Потом они направились в Латинский квартал, погрузившись в шумную карнавальную атмосферу бульвара Сен-Мишель, всегда многолюдного, а уж в субботу вечером особенно. Часы летели незаметно, пока они сидели на террасе открытого кафе, потягивая черный кофе и разглядывая пеструю многоликую толпу.

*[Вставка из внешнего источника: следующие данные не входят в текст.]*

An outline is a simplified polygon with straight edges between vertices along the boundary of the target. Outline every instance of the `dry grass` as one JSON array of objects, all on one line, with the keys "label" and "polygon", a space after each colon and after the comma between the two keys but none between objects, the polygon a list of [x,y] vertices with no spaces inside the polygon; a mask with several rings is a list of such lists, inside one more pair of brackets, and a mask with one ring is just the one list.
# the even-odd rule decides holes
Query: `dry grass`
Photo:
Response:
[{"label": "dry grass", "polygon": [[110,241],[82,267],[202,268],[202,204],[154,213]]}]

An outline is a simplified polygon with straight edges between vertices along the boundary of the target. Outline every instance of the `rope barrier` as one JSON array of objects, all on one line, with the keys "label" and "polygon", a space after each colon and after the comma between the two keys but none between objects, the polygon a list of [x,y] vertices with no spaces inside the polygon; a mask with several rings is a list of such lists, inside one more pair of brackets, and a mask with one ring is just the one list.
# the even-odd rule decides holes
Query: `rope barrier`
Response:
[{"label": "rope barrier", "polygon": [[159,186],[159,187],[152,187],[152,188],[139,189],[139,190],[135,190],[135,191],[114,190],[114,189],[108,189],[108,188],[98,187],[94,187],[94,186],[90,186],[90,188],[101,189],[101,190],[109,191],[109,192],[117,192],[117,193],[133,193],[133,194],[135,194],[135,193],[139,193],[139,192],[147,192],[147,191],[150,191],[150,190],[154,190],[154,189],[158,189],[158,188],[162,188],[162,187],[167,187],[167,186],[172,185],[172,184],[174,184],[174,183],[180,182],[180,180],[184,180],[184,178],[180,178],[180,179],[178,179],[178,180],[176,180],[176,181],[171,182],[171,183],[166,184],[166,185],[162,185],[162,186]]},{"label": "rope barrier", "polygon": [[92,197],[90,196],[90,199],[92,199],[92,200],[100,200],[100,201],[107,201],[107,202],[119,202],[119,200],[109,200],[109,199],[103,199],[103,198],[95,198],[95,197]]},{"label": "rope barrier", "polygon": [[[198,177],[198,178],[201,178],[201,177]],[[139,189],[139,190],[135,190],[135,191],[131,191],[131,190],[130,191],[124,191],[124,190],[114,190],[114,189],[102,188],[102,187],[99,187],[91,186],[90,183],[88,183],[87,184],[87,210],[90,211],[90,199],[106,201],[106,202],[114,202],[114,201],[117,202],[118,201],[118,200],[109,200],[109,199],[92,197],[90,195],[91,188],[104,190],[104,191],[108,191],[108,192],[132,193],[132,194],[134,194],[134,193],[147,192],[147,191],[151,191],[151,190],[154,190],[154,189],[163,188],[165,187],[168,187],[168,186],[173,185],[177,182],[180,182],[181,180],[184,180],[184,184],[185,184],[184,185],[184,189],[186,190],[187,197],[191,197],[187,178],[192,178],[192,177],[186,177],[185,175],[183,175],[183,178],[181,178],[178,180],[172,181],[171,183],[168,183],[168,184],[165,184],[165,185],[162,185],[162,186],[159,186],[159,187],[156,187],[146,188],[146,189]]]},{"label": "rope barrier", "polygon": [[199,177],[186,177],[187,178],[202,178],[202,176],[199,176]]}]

— Да уж, в пустыне такой кормежки не было, — с довольным видом произнес Джек, вытянув свои длинные ноги и углубившись в изучение меню. — Бифштекс с хрустящей соломкой по-французски. Звучит неплохо. А ты как?
Кендра, зажмурившись, покачала головой.
— После всего этого мороженого? Нет уж, я должна поберечь фигуру, чтобы поносить вещи, которые накупила.
— Они такие же обольстительные, как синее платьице, что было на тебе вчера вечером?
— Я покажусь тебе во всех своих нарядах, и ты сам решишь, — шутливо сказала она.
— Очень жаль, что ты совсем скоро уезжаешь в Довиль. Ты могла бы устроить для меня настоящий показ мод.
— Я вернусь через две недели.
— После этого уик-энда, проведенного с тобой, две недели покажутся мне двумя годами.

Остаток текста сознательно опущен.